Buying property on the Costa de Almería in 2026: Mojácar, Vera, Roquetas, Cabo de Gata and Spain's most undervalued coast
The Costa de Almería buyer's guide for 2026 — why Spain's driest, sunniest coast still costs 40% less than the Costa del Sol, town-by-town prices from Mojácar to Cabo de Gata, and the specific things foreign buyers on Almería's coast keep missing.
There is a stretch of the Spanish Mediterranean where the sun shines 320 days a year, the sea is warm from May to November, one of Europe's most spectacular volcanic coastlines is protected from development by law, and a habitable two-bedroom apartment 200 metres from the beach can still be bought for under €130,000.
It is not a mistake.
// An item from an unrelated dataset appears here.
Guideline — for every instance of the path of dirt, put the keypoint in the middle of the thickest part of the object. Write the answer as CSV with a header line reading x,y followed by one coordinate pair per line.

It is the Costa de Almería — the eastern end of Andalusia, tucked between the Costa Cálida in Murcia and Motril in Granada — and it is the single most under-priced piece of Spain's Mediterranean coast in 2026.
This guide is for buyers who've noticed that the Costa del Sol has stopped being a bargain, that Mallorca is now a luxury market, and that the Costa Blanca South is filling up with British and Belgian retirees. Below: why Almería has been overlooked, town-by-town pricing as of summer 2026, and the specific things foreign buyers here regularly get wrong.
Why Almería is cheap
You cannot understand Almería property prices without understanding three facts about the province.
One: it was, for most of the 20th century, one of the poorest parts of Spain. Almería had no industry, no tourism, no water, and enough sun that Sergio Leone came here in the 1960s to shoot spaghetti westerns because the landscape looked like Arizona. The province depopulated for a hundred years — young people left for Barcelona, Germany or Argentina — and the coastal villages that later became resorts were, until the 1970s, fishing hamlets with dirt roads.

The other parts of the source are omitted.